In 2010 our workshop focused on the music and dance of Hallingdal. The fiddle music from Hallingdal is highly ornamented and very playful. The musicians in this deep valley created tunes influenced by the neighboring districts of Telemark, Valdres and Numedal. The tunes have an ecstatic, commanding quality that beckons fiddlers to their cases and dancers to their feet. The hallingspringar dance has elements to please all kinds of dancers: fast turns, elegant slow turns and couple turns, opportunities for guys to "show off" (or stylishly abstain), and polka steps. The 3-beat springar rhythm is more even in Hallingdal than in other hardingfele traditions, with a lilting, almost playful feel. The music has a bubbling energy just under the surface, waiting for the dancer to take it to its full potential. This exciting dance is very accessible to the first-time learner and is captivating to all levels of musicians and dancers.

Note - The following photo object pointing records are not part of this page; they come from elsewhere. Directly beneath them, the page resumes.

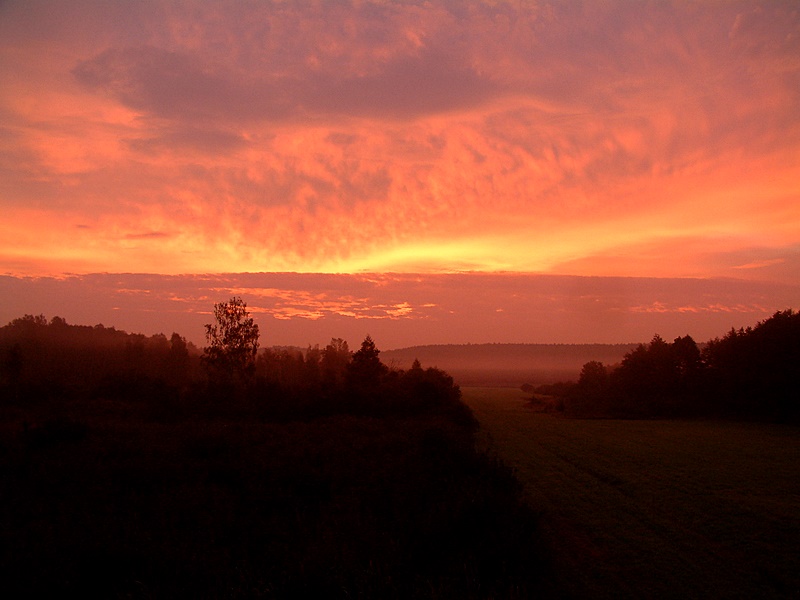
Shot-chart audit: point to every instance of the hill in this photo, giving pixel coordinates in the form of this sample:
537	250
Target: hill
508	364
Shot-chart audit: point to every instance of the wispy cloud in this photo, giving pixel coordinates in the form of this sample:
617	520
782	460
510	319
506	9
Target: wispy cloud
407	309
576	137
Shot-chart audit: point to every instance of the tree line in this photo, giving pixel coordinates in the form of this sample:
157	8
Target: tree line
750	373
141	466
45	360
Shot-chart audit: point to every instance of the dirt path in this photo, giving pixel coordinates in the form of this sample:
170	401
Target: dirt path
649	509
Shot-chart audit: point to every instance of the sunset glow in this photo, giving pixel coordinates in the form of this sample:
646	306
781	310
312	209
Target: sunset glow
606	140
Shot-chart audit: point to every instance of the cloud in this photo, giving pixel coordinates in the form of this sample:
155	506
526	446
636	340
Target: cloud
407	309
398	136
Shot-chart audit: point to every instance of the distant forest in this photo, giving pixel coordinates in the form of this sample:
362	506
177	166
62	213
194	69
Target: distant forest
508	365
142	467
749	373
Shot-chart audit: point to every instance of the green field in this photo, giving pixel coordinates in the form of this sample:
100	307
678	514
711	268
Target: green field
655	509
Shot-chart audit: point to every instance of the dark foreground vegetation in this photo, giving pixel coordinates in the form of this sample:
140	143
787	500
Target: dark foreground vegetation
134	467
750	373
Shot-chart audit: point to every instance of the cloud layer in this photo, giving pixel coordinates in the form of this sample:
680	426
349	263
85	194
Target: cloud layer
401	310
615	138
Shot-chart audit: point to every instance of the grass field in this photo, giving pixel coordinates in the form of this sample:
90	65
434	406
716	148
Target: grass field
655	509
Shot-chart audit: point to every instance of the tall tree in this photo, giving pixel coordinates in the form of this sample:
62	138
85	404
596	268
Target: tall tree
232	342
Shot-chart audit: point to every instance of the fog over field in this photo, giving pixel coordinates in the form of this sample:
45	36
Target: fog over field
508	364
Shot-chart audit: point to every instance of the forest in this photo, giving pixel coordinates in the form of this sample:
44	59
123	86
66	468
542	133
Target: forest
750	373
142	467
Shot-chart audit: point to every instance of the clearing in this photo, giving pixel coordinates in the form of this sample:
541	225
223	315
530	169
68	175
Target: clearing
655	509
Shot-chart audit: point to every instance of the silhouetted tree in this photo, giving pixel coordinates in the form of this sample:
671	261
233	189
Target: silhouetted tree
366	367
233	342
335	360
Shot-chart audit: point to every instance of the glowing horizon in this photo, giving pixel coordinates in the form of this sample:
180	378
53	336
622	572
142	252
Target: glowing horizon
499	141
384	136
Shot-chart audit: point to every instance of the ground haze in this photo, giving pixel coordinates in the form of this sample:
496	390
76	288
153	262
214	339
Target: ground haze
656	508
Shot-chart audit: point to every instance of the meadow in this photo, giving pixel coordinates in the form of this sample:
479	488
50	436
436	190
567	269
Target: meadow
655	508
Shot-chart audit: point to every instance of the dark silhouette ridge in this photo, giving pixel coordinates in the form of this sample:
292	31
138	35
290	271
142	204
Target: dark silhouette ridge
750	373
132	468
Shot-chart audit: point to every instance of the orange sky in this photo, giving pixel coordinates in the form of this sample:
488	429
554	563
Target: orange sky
602	139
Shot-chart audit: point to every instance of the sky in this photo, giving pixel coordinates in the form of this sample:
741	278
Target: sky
433	171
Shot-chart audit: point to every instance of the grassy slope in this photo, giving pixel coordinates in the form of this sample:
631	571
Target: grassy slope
656	508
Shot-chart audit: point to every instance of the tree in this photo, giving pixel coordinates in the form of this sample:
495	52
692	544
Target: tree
233	342
366	368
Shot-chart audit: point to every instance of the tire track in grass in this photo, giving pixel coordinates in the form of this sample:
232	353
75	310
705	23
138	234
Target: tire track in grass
628	510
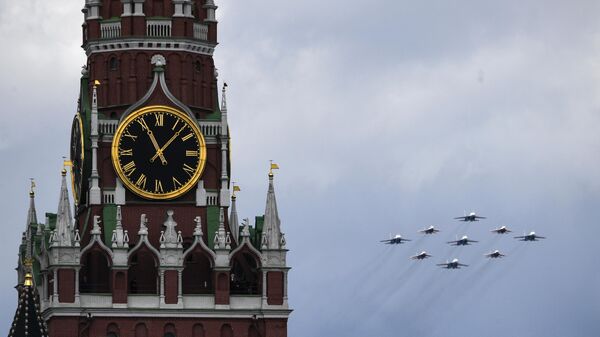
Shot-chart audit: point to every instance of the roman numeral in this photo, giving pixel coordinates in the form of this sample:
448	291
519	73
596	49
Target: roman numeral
127	134
176	183
142	122
158	186
129	168
188	169
125	152
175	125
141	183
160	119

We had three Norwegian champions as our guest teachers. Olav Luksengård Mjelva won the Norwegian national competition (Landskappleik) in Hardanger fiddle in 2008. At the Landskappleik in 2009, Ulf-Arne Johannessen and Ingunn Stræte Lie won the pair-dance competition and the King's Cup for their Hallingspringar and Ulf-Arne won the laus dance competition.Information about our 2010 Workshop staff
Folklore Village is the setting for all activities. Located on the edge of a restored prairie 35 minutes west of Madison, Wisconsin, Folklore Village offers a perfect venue for hardingfele classes, dance workshops, concerts, lectures, and dance parties. The beautiful, air-conditioned Farwell Hall includes a spacious sprung wood dance floor and separate classrooms for fiddle instruction. Across the road, Plum Grove Church (1882) offers excellent acoustics for small lectures or classes. Bunkhouses offer simple accommodations, as does the tenting area. For those who want more privacy or air conditioning, there are motels nearby in Dodgeville.